Brain tissue oxygen monitoring is another method to monitor cerebral oxygenation.This technique measures (focal) oxygen tension at the brain’s interstitial space. It represents the oxygen available for mitochondrial oxidative phosphorylation. Brain tissue oxygen monitoring (PbtO2) is determined by the CBF and the difference in cerebral arterial and venous oxygen tension. PbtO2 can be measured by two different techniques- Modified Clark electrode and Optical fluorescence. PbtO2 monitoring is useful to titrate individualized therapy such as osmotherapy, hyperventilation, CPP, patient positioning, and deciding on timing of decompressive craniectomy.

Cerebral microdialysis – This monitoring modality measures the brain’s metabolic substrate, both aerobic and anaerobic, in the interstitial tissue space. The probe consists of a coaxial double lumen tube covered by a dialysis membrane. The tube is continuously infused with an artificial CSF using a microinjector pump at a rate 0.3 μl/min. Depending on the concentration gradients and the pore size of membrane, metabolic substrates diffuse into the probe and are collected in to a sampling bottle. The sample is then analysed.

In ischemia, there is accumulation of lactate and increase in lactate/pyruvate ratio (>25, significant) and fall in glucose <0.8 mmol/L (critical). Glutamate increase during ischemia indicates excitotoxicity.

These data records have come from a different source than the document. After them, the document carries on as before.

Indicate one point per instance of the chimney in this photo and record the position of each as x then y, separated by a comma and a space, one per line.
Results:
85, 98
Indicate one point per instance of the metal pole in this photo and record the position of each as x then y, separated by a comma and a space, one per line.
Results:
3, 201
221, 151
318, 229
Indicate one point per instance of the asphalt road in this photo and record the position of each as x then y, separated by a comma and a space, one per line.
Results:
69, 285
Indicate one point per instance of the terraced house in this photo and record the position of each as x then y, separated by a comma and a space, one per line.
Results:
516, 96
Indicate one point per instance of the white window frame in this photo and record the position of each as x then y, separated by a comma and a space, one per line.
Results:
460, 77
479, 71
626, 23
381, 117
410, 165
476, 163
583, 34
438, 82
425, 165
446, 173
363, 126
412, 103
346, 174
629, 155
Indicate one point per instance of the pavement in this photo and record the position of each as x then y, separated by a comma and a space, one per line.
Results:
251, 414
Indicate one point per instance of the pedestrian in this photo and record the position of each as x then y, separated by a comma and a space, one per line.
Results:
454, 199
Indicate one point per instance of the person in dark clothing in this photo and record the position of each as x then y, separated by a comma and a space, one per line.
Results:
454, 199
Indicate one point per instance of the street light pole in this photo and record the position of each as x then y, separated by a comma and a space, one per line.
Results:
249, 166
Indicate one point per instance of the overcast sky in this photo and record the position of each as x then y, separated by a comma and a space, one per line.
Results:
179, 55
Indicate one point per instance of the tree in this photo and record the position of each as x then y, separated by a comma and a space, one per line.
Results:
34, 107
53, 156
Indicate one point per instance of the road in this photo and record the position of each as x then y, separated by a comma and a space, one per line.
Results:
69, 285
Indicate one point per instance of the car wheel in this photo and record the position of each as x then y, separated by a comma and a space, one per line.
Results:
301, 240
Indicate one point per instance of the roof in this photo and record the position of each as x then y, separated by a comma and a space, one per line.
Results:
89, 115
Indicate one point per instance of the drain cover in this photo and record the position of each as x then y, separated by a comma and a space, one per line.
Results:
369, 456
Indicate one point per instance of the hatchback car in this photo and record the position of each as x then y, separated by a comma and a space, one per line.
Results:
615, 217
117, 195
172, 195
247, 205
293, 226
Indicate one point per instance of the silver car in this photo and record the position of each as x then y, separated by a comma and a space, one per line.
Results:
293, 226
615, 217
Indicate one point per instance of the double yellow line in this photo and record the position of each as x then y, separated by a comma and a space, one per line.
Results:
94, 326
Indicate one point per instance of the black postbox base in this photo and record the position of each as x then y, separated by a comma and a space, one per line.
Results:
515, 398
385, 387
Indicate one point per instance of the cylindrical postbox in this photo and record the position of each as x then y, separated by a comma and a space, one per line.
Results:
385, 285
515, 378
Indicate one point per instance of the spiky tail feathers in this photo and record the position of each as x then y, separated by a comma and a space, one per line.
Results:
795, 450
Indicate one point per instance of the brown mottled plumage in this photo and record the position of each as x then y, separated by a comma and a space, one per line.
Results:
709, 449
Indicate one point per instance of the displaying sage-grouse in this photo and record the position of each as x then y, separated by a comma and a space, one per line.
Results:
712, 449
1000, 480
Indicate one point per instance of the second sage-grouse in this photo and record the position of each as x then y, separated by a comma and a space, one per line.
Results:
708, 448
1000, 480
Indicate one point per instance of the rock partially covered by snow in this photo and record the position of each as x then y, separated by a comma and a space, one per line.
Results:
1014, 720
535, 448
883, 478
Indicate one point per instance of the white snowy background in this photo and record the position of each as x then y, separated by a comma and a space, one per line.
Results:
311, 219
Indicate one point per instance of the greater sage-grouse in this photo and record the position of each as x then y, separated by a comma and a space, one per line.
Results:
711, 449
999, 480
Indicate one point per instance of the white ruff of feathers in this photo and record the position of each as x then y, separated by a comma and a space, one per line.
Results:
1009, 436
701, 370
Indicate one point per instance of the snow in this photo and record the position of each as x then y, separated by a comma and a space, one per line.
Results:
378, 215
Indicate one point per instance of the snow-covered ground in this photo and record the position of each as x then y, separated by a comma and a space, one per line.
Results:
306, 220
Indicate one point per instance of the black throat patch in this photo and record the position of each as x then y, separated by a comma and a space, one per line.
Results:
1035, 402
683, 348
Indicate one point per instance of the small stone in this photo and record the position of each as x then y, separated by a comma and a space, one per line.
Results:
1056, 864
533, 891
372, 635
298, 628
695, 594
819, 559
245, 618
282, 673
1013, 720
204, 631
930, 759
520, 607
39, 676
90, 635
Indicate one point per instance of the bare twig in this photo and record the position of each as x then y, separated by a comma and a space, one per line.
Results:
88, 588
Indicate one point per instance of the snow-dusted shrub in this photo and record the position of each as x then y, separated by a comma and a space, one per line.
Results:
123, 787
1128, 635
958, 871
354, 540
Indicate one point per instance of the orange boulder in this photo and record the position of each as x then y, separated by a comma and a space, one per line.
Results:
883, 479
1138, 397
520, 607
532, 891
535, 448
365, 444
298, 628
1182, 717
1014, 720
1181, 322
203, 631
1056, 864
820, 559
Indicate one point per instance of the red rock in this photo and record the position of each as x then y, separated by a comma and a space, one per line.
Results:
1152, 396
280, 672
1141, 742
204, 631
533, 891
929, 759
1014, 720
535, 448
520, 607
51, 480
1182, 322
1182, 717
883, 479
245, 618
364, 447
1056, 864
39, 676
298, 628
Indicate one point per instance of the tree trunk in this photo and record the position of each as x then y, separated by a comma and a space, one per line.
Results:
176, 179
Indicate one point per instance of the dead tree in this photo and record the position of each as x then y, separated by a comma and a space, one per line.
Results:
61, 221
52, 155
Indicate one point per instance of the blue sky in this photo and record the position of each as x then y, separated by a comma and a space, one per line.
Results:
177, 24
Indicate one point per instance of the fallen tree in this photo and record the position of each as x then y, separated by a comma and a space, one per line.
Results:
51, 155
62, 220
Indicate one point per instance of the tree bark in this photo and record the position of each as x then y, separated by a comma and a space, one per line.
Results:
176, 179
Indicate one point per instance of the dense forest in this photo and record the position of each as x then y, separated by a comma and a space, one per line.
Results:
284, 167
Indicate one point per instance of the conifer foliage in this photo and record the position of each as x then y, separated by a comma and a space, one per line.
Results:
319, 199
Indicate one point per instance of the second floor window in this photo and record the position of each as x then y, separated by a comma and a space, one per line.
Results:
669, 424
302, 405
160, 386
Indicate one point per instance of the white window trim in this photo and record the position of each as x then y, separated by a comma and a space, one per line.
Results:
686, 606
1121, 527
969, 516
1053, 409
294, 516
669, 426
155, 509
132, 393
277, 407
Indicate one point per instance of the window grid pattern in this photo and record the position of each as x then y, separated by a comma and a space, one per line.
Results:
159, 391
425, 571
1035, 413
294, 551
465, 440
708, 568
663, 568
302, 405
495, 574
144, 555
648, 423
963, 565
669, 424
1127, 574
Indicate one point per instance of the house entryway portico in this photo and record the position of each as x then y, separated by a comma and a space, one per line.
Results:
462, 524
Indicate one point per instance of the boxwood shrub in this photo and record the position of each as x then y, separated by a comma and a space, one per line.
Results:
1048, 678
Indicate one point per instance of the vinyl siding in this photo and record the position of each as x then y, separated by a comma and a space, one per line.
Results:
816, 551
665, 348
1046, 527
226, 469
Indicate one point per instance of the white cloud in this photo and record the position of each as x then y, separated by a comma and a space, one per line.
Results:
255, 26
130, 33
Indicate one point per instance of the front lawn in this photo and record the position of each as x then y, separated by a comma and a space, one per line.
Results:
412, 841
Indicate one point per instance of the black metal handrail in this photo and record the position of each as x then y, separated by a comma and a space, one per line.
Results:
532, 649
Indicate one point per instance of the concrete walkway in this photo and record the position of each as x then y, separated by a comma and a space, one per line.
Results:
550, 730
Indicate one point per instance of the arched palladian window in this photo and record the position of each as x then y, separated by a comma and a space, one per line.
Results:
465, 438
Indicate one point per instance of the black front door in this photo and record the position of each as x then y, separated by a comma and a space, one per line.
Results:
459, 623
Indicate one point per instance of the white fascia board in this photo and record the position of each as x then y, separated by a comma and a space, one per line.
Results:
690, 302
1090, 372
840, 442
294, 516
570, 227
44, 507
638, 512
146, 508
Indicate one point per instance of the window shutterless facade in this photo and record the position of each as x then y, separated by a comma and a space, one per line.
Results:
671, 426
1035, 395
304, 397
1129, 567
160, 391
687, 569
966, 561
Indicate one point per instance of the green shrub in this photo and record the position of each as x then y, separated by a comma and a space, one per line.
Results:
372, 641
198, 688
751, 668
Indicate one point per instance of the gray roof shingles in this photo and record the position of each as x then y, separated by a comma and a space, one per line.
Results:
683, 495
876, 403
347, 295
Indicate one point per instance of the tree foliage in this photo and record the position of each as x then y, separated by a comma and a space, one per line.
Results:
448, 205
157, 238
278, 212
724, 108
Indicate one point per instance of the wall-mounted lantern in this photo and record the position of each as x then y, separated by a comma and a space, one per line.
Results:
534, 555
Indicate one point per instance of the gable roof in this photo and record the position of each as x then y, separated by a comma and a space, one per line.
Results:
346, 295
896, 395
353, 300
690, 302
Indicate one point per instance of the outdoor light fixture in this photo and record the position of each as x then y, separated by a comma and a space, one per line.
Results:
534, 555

CMD helps in monitoring metabolic substrates to pick up neuronal ischemia at a reversible stage, e.g., in severe head injury, SAH and can also help us guide glucose therapy in neuro ICUs.

Conclusion Any one modality of monitoring is very unlikely to give complete picture of the cerebral functioning. At best it can give complete information on one aspect of the cerebral functioning. Therefore, it is essential to have multimodal monitoring for decision making in neurological cases. This has been made possible by advanced neuromonitoring and so it is indeed a boon to perioperative physicians.